**Question 1 - Computing CNN Memory Usage**

Let us assume you have built a CNN with following details
It consists of three convolutional layers, each with 3 x 3 kernels,
a stride of 2, and SAME padding.

o The first layer outputs 100 feature maps

o The second layer outputs 200 feature maps

o The third layer outputs 400 feature maps
The input images are RGB images of 720 x 1280 pixels.

Questions

*What is the total number of parameters in CNN?*


(3 * 3 * 3) * 1 = 27(weights) + 1 (bias) = 28 with 1 input feature

first layer: (3 * 3 * 3) * 100 = 2700(weights) + 100(bias per weight) = 2800

second layer: (3 * 3 * 100) * 200 = 180 000(weights) + 200(bias per weight) = 180 200

third layer: (3 * 3 * 200) * 400 = 720 000(weights) + 400(bias per weight) =
720 400

Total number of parameters: 2800 + 180 200 + 720 400 = 903 400
--------------------------------------------------------------

*What is the minimum total RAM needed, if parameters are stored in 32-bit floats.
Assume making predictions for a single image.*

**This is the minimum, counting only model parameters for inference on one image:**

1 parameter = 32 bits = 4 bytes = 903 400 * 4 = 3 613 600 bytes ~ 3.45 MB
---------------------------------------
*How does the answer to question 2 change if everything is stored in 8-bit floats.
Assume making predictions for a single image.*

1 parameter = 1 byte = 903 400 * 1  = 903 400 bytes ~ 0.86 MB
--------------------------------------
*How does the answer to question 2 change when training on a mini-batch of 20
images?*

Parameters: 3.45MB

Gradients: +3.45MB

Activations: scale with batch size --> much larger

So RAM increases significantly, roughly several times the inference RAM.

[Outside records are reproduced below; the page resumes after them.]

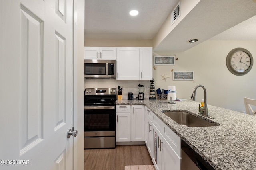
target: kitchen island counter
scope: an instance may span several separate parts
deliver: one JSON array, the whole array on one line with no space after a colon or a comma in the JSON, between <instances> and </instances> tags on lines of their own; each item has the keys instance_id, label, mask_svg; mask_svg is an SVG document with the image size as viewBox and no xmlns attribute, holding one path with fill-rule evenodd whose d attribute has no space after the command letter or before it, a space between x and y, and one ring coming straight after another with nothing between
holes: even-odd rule
<instances>
[{"instance_id":1,"label":"kitchen island counter","mask_svg":"<svg viewBox=\"0 0 256 170\"><path fill-rule=\"evenodd\" d=\"M199 103L185 100L116 101L116 105L145 105L216 170L256 170L256 116L208 104L209 119L198 113ZM188 127L177 123L161 111L187 111L218 126Z\"/></svg>"}]
</instances>

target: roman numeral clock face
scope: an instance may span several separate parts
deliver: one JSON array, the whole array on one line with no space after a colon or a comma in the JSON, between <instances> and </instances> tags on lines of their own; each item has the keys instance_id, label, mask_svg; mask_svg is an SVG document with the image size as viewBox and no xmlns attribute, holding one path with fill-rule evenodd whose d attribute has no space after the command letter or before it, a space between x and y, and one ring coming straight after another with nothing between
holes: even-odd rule
<instances>
[{"instance_id":1,"label":"roman numeral clock face","mask_svg":"<svg viewBox=\"0 0 256 170\"><path fill-rule=\"evenodd\" d=\"M227 67L237 76L248 73L252 68L253 59L252 54L246 49L236 48L229 52L226 59Z\"/></svg>"}]
</instances>

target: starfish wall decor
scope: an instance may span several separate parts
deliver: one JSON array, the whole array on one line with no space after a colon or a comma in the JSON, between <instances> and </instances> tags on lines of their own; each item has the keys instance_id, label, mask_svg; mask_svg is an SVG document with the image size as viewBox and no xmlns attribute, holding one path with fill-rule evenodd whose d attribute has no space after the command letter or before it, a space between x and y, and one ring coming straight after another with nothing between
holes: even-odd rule
<instances>
[{"instance_id":1,"label":"starfish wall decor","mask_svg":"<svg viewBox=\"0 0 256 170\"><path fill-rule=\"evenodd\" d=\"M162 76L162 79L161 79L161 80L163 80L164 79L164 80L165 80L165 81L166 81L166 78L169 78L170 77L166 75L166 74L165 74L164 75L161 75L161 76Z\"/></svg>"}]
</instances>

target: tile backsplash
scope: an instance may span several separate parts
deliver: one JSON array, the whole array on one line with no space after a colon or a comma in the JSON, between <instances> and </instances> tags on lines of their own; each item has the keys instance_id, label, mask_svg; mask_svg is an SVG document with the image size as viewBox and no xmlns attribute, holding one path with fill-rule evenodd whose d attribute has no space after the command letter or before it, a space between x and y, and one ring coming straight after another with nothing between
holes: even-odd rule
<instances>
[{"instance_id":1,"label":"tile backsplash","mask_svg":"<svg viewBox=\"0 0 256 170\"><path fill-rule=\"evenodd\" d=\"M144 96L145 99L149 98L150 93L150 80L117 80L116 79L109 78L86 78L84 79L84 88L116 88L118 90L118 86L123 87L123 99L127 99L128 93L133 93L134 98L138 96L139 94L138 85L144 85L145 87Z\"/></svg>"}]
</instances>

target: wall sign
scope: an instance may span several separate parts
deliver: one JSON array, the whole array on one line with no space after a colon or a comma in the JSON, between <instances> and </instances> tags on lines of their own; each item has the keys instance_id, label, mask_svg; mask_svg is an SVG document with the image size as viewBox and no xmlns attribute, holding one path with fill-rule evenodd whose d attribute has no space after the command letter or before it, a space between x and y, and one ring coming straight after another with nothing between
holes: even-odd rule
<instances>
[{"instance_id":1,"label":"wall sign","mask_svg":"<svg viewBox=\"0 0 256 170\"><path fill-rule=\"evenodd\" d=\"M194 71L173 71L174 80L189 81L194 79Z\"/></svg>"},{"instance_id":2,"label":"wall sign","mask_svg":"<svg viewBox=\"0 0 256 170\"><path fill-rule=\"evenodd\" d=\"M154 56L155 66L174 66L175 56Z\"/></svg>"}]
</instances>

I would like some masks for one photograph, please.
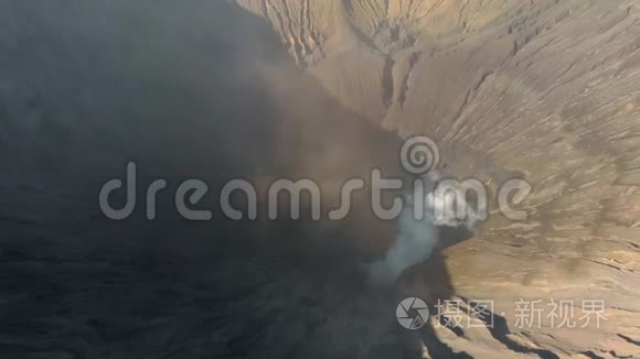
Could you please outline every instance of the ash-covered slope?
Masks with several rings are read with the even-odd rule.
[[[511,325],[519,298],[605,298],[600,329],[543,318],[509,336],[557,356],[640,356],[637,1],[236,2],[345,107],[436,140],[449,173],[532,185],[526,222],[492,215],[451,251],[461,295],[495,300]],[[449,339],[508,350],[479,329]]]

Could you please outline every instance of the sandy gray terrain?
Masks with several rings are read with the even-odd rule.
[[[4,1],[0,19],[1,358],[640,357],[638,1]],[[533,191],[525,221],[493,210],[393,289],[360,272],[396,230],[367,215],[97,206],[127,161],[141,183],[334,184],[397,171],[413,134],[447,175]],[[408,333],[409,295],[493,301],[495,323]],[[605,300],[606,320],[519,327],[538,300]]]

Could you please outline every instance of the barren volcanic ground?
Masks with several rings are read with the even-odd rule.
[[[3,1],[0,357],[640,358],[639,18],[634,0]],[[361,263],[396,227],[363,207],[192,222],[168,192],[147,220],[146,187],[125,221],[98,207],[127,161],[173,189],[333,186],[397,171],[414,134],[491,211],[392,289]],[[532,186],[524,221],[494,205],[511,178]],[[494,323],[405,330],[409,295],[493,301]],[[599,325],[547,315],[589,300]]]

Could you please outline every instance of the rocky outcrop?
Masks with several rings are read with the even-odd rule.
[[[525,222],[494,214],[448,253],[459,295],[494,300],[518,346],[441,333],[452,347],[640,356],[636,1],[237,2],[345,107],[437,140],[449,173],[493,189],[516,174],[534,188]],[[520,298],[604,298],[609,320],[518,329]]]

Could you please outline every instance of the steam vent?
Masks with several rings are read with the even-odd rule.
[[[640,358],[640,1],[4,0],[0,79],[0,358]]]

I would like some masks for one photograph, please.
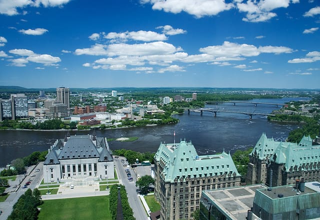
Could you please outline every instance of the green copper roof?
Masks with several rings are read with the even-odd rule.
[[[240,176],[230,154],[224,151],[220,154],[198,156],[191,142],[161,143],[154,159],[164,167],[162,174],[166,182],[173,183],[176,178]]]
[[[320,163],[320,145],[312,146],[310,136],[304,136],[298,144],[276,141],[263,133],[250,154],[260,159],[270,159],[277,164],[285,164],[288,171],[296,166],[299,170],[313,170]]]

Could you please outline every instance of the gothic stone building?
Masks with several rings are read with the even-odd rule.
[[[276,141],[264,133],[249,155],[247,184],[265,183],[270,187],[320,180],[319,137],[304,136],[298,144]]]
[[[106,138],[68,135],[57,140],[48,151],[44,163],[44,183],[114,178],[114,160]]]
[[[198,156],[190,142],[161,143],[154,156],[156,199],[160,219],[192,219],[202,190],[240,186],[230,154]]]

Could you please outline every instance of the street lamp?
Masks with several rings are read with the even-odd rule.
[[[50,195],[51,194],[51,193],[50,192],[50,191],[49,191],[49,178],[48,177],[48,167],[46,167],[46,186],[48,187],[48,192],[46,192],[46,195]]]

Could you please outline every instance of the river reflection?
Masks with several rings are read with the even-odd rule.
[[[292,99],[256,99],[252,102],[284,103]],[[300,98],[299,99],[300,99]],[[270,113],[277,109],[270,105],[255,106],[251,104],[224,104],[207,105],[208,108],[230,110],[244,112]],[[279,108],[278,107],[278,108]],[[232,153],[238,149],[245,149],[254,145],[263,132],[268,137],[285,141],[296,124],[284,124],[268,122],[266,117],[249,116],[241,114],[220,113],[214,117],[212,113],[186,112],[174,117],[180,122],[176,124],[136,128],[96,130],[97,136],[108,138],[138,137],[130,142],[112,141],[112,150],[124,148],[134,151],[155,152],[161,142],[173,143],[176,131],[176,142],[180,140],[192,141],[199,154],[212,154],[224,149]],[[29,155],[34,151],[46,151],[57,139],[64,138],[66,131],[0,131],[0,167],[12,160]],[[72,131],[70,134],[87,135],[92,131]]]

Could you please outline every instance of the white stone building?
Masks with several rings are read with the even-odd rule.
[[[49,149],[44,163],[44,183],[68,179],[114,179],[114,163],[106,138],[66,136]]]

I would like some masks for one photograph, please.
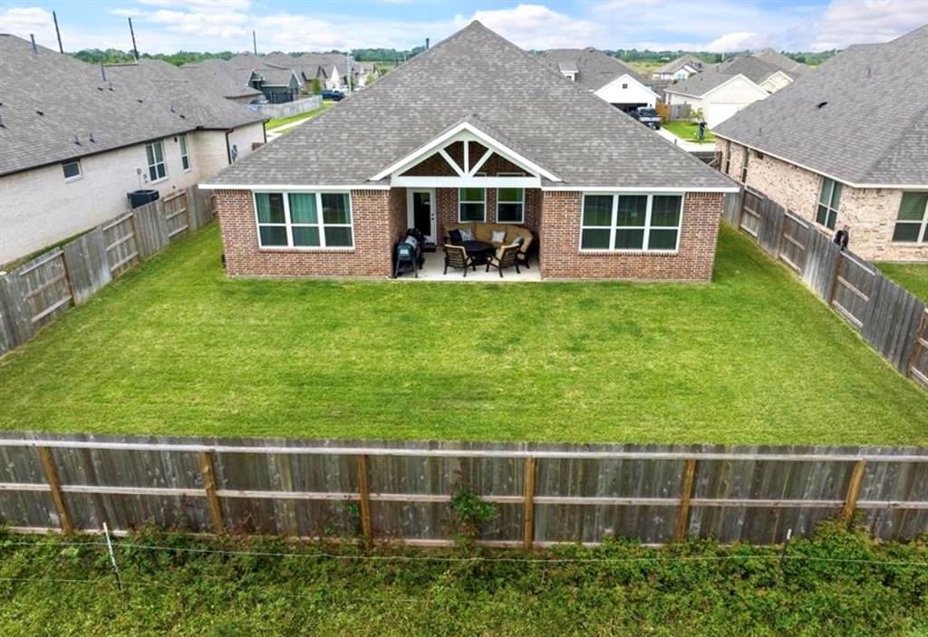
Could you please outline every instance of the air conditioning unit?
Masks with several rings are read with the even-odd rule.
[[[128,193],[127,197],[129,197],[129,208],[138,208],[139,206],[155,201],[159,195],[157,190],[148,189],[133,190],[131,193]]]

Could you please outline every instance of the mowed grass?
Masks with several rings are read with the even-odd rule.
[[[693,142],[695,144],[715,144],[715,134],[710,131],[708,128],[705,129],[705,136],[702,141],[699,141],[696,137],[699,134],[699,125],[693,123],[692,121],[684,121],[682,120],[677,120],[674,121],[664,121],[663,124],[665,129],[673,133],[675,135],[680,139],[684,139],[688,142]]]
[[[728,228],[711,284],[229,279],[220,252],[213,225],[0,359],[0,427],[928,444],[928,392]]]
[[[877,263],[880,271],[928,302],[928,263]]]

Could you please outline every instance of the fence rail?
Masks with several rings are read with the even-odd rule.
[[[928,389],[925,303],[798,215],[750,188],[728,195],[726,221],[786,263],[894,367]]]
[[[41,436],[39,438],[38,436]],[[525,445],[0,434],[0,522],[32,532],[193,532],[450,542],[466,486],[508,546],[781,541],[857,515],[880,538],[928,530],[920,448]]]
[[[211,195],[191,186],[123,212],[0,275],[0,355],[213,216]]]

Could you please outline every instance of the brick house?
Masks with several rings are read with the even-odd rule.
[[[928,26],[849,47],[716,128],[722,171],[866,259],[928,261],[925,65]]]
[[[479,22],[201,187],[233,276],[389,276],[407,228],[472,222],[529,230],[543,278],[685,281],[737,191]]]

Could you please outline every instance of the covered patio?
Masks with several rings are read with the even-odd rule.
[[[448,268],[447,274],[445,274],[445,250],[440,246],[434,251],[423,252],[422,258],[422,267],[419,268],[418,272],[413,272],[411,268],[406,268],[399,276],[396,277],[396,280],[425,281],[428,283],[434,283],[436,281],[463,281],[464,283],[536,283],[542,280],[541,268],[538,267],[538,261],[535,258],[529,261],[528,268],[520,265],[518,273],[514,267],[507,268],[503,270],[503,275],[501,277],[496,269],[490,268],[490,271],[487,272],[485,265],[479,264],[475,265],[473,268],[468,269],[467,275],[464,274],[462,270],[453,268]]]

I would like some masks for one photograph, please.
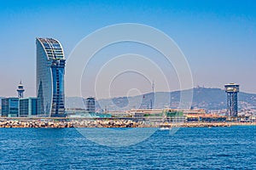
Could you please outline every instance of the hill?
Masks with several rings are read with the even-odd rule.
[[[193,88],[192,106],[206,110],[222,110],[226,108],[226,94],[221,88]],[[188,91],[188,90],[187,90]],[[184,91],[183,91],[184,92]],[[132,108],[165,108],[177,107],[181,91],[149,93],[134,97],[119,97],[99,99],[97,110],[125,110]],[[78,97],[67,98],[67,108],[84,108],[84,99]],[[171,101],[171,102],[168,102]],[[256,107],[256,94],[239,93],[239,108]]]

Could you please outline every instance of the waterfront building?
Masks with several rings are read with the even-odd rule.
[[[61,44],[53,38],[37,38],[38,115],[65,116],[65,63]]]
[[[236,83],[225,84],[225,92],[227,93],[227,116],[237,116],[237,94],[239,93],[239,85]]]
[[[2,99],[2,116],[19,116],[19,98]]]
[[[17,92],[18,92],[18,98],[22,99],[23,98],[23,93],[25,89],[23,87],[23,84],[20,81],[20,84],[18,85]]]
[[[86,110],[89,113],[95,113],[95,98],[90,97],[85,100]]]
[[[37,98],[20,99],[19,116],[20,117],[32,117],[37,115]]]

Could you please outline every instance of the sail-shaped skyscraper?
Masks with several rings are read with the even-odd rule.
[[[37,38],[38,116],[65,116],[66,60],[60,42]]]

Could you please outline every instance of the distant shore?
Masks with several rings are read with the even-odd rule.
[[[256,126],[256,122],[151,122],[129,119],[0,119],[0,128],[203,128]]]

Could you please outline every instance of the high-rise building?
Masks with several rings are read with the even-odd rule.
[[[20,84],[18,85],[18,88],[17,88],[17,92],[18,92],[18,98],[22,99],[23,98],[23,93],[24,93],[25,89],[23,87],[23,84],[20,81]]]
[[[53,38],[37,38],[38,115],[65,116],[65,63],[61,44]]]
[[[2,99],[2,116],[19,116],[19,98]]]
[[[89,113],[95,113],[95,98],[90,97],[86,100],[86,110]]]
[[[20,117],[32,117],[37,116],[37,98],[26,98],[19,99],[19,116]]]
[[[239,85],[235,83],[225,84],[227,93],[227,116],[237,116],[237,94]]]

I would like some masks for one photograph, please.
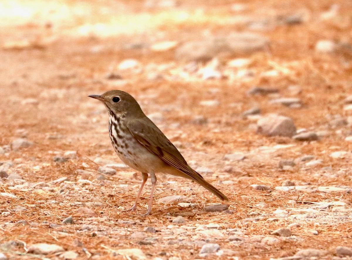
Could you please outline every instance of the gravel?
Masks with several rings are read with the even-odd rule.
[[[257,132],[268,136],[291,137],[296,134],[296,129],[293,120],[290,118],[271,114],[258,120]]]
[[[207,206],[204,207],[203,210],[205,212],[216,212],[216,211],[222,211],[228,209],[228,205],[218,204],[216,205]]]
[[[70,216],[65,218],[62,221],[61,223],[62,224],[73,224],[74,222],[73,218],[71,216]]]

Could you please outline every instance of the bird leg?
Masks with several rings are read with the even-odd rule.
[[[138,200],[139,199],[139,197],[140,196],[140,194],[142,193],[142,190],[143,189],[143,187],[144,186],[144,184],[145,184],[145,182],[146,182],[147,180],[148,179],[147,173],[146,173],[145,172],[141,172],[141,173],[142,174],[142,179],[143,179],[143,181],[140,185],[140,188],[139,188],[139,190],[138,191],[138,193],[137,193],[137,198],[136,199],[136,202],[134,203],[134,205],[131,209],[122,210],[122,211],[134,211],[137,209],[137,203],[138,202]]]
[[[153,172],[150,173],[150,180],[152,182],[152,189],[150,191],[150,199],[149,200],[149,203],[148,205],[148,211],[147,213],[143,214],[141,217],[143,217],[147,216],[150,214],[152,212],[152,204],[153,203],[153,194],[154,193],[154,188],[155,187],[155,184],[156,184],[156,177]]]

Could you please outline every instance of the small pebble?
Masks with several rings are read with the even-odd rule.
[[[199,254],[212,254],[217,252],[220,249],[218,244],[206,244],[202,247]]]
[[[352,256],[352,248],[347,247],[337,247],[336,248],[336,254]]]
[[[293,139],[297,141],[316,141],[319,140],[318,135],[314,132],[307,132],[299,134],[292,137]]]
[[[292,234],[290,229],[283,228],[273,231],[271,234],[279,236],[291,236]]]
[[[222,211],[228,209],[228,205],[226,204],[218,204],[204,207],[203,210],[205,212],[216,212]]]
[[[282,182],[282,186],[295,186],[295,183],[289,180],[286,180]]]
[[[73,222],[73,218],[71,216],[70,216],[63,220],[61,223],[62,224],[72,224]]]
[[[107,167],[100,167],[98,168],[98,171],[106,175],[114,175],[116,173],[116,170]]]
[[[147,227],[144,229],[144,231],[148,233],[155,233],[156,230],[155,228],[153,227]]]
[[[67,161],[67,159],[64,157],[60,156],[54,156],[52,158],[52,160],[56,162],[63,163]]]
[[[181,216],[177,216],[172,219],[172,223],[174,224],[183,224],[186,222],[184,218]]]

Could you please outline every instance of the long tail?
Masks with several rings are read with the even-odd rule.
[[[205,188],[208,190],[218,197],[222,200],[228,200],[228,199],[225,195],[215,187],[207,182],[205,180],[201,178],[197,178],[195,180],[200,185]]]

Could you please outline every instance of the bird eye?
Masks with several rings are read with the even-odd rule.
[[[120,101],[120,98],[118,97],[114,97],[112,98],[112,101],[114,103],[117,103]]]

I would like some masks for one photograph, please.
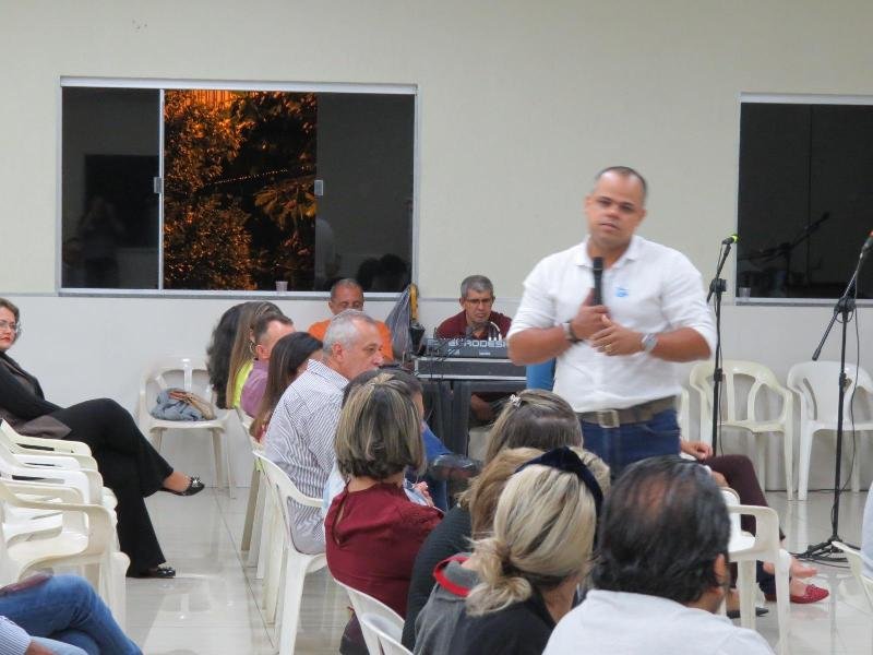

Parameters alone do not change, but training memory grows because of gradients and activations.


In [None]:
#import needed libraries
import numpy as np
import tensorflow as tf
from tensorflow import keras
import matplotlib.pyplot as plt
from tensorflow.keras import datasets, layers, models

In [None]:
# load the dataset
fashion_mnist = keras.datasets.fashion_mnist
(x_train, y_train), (x_test, y_test) = fashion_mnist.load_data()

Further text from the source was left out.